Deuteronômio 33

1 Esta é a bênção que antes da sua morte deu Moisés, homem de Deus, aos filhos de Israel.

2 Ele disse: Jeová veio do Sinai, E de Seir lhes raiou; Resplandeceu desde o monte Parã, E chegou das miríades de santos; Da sua mão direita saía-lhes fogo ardente.

3 Sim, amas os povos; Todos os santos de Israel estão na tua mão; Seguiram por onde os teus pés guiaram. Cada um receberá das tuas palavras.

4 Uma lei nos prescreveu Moisés, Uma possessão para a assembléia de Jacó.

5 Tornou-se rei em Jesurum, Quando se reuniram os cabeças do povo, Com todas as tribos de Israel.

6 Viva Rúben, e não morra; Porém sejam os seus homens poucos em número.

7 Esta é a bênção de Judá. Ele disse: Ouve, Jeová, a voz de Judá, E faze-o vir ao seu povo; Com as suas mãos pelejou por ele; E sê tu auxílio contra os seus adversários.

8 De Levi disse: Sejam teu Tumim e teu Urim para o homem, teu piedoso, A quem provaste em Massá, Com o qual contendeste junto às águas de Meribá;

9 Para aquele que diz de seu pai e de sua mãe: Não os tenho visto; Nem reconhece a seus irmãos, Nem conhece a seus filhos, Pois observam a tua palavra, E guardam a tua aliança.

10 Mostram os teus juízos a Jacó, E a tua lei a Israel; Põem incenso no teu nariz, E holocausto sobre o teu altar.

11 Abençoa, Jeová, o seu poder, E aceita a obra das suas mãos. Fere os lombos dos que se levantam contra ele, E dos que o odeiam, para que nunca mais se levantem.

12 De Benjamim disse: O amado de Jeová habita seguro junto a ele. Jeová o cerca o dia todo, E ele habita entre os seus ombros.

13 De José disse: Bendita de Jeová seja a sua terra, Pelos mais excelentes frutos do céu, pelo orvalho, E pelo abismo que jaz abaixo;

14 Pelos mais excelentes frutos das novidades do sol, E pelos mais excelentes frutos dos produtos dos meses,

15 E pelos cumes dos montes antigos, E pelos mais excelentes frutos dos outeiros eternos,

16 E pelos mais excelentes frutos da terra e da sua plenitude.
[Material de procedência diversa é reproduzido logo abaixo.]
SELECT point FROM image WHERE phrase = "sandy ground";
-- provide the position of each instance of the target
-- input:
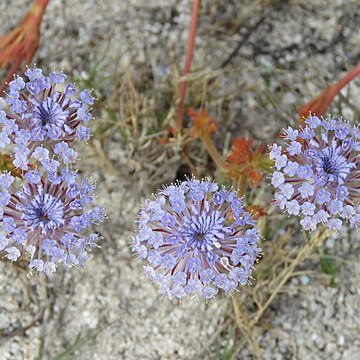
(297, 48)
A benevolência daquele que habitava na sarça Venha sobre a cabeça de José, E sobre o alto da cabeça daquele que é príncipe entre seus irmãos.

17 Quanto ao seu novilho primogênito-este tem majestade, E os seus chifres são chifres de um boi selvagem: Com eles rechassa a povos, Sim, todas as extremidades da terra. Esses são as miríades de Efraim, E estas são os milhares de Manassés.

18 De Zebulom disse: Alegra-te, Zebulom, nas tuas saídas, E, Issacar, nas tuas tendas.

19 Eles chamam povos ao monte, Ali oferecem sacrifícios de justiça, Porque chupam a abundância dos mares, E os escondidos tesouros da areia,

20 De Gade disse: Bendito seja aquele que dilata a Gade. Habita como leoa, E despedaça o braço, sim o alto da cabeça.

21 Proveu para si a primeira parte, Porque ali for reservada a porção dum comandante. Veio com os cabeças do povo, Executou a justiça de Jeová, E os seus juízos para com Israel.

22 Disse acerca de Dã: Dã é cachorro de leão, Que salta de Basã.

23 De Naftali disse: Ó Naftali, saciado de favores, E farto da bênção de Jeová; Possue o lago e o sul.

24 De Aser disse: Bendito seja Aser, mais do que filhos o são; Seja o favorecido de seus irmãos; E banhe em azeite o seu pé,

25 Sejam de ferro e de bronze os teus ferrolhos, E como os teus dias, assim seja a tua força.

26 Não há quem seja semelhante ao Deus de Jesurum, Que cavalga pelo céu como teu auxílio, E na sua dignidade pelas mais altas nuvens.

27 O Deus da antiguidade é uma morada, E por baixo estão os braços eternos. E ele expulsou os inimigos de diante de ti, E disse: Destrói.

28 Assim Israel habita seguro, A fonte de Jeová a sós, Na terra de grãos e de mosto! Sim o seu céu destila o orvalho.

29 Feliz és tu, ó Israel; quem é semelhante a ti? Um povo salvo por Jeová, Escudo do teu socorro, Espada da tua dignidade. Assim virão os teus inimigos rojando-se aos teus pés, E tu pisarás sobre os seus altos.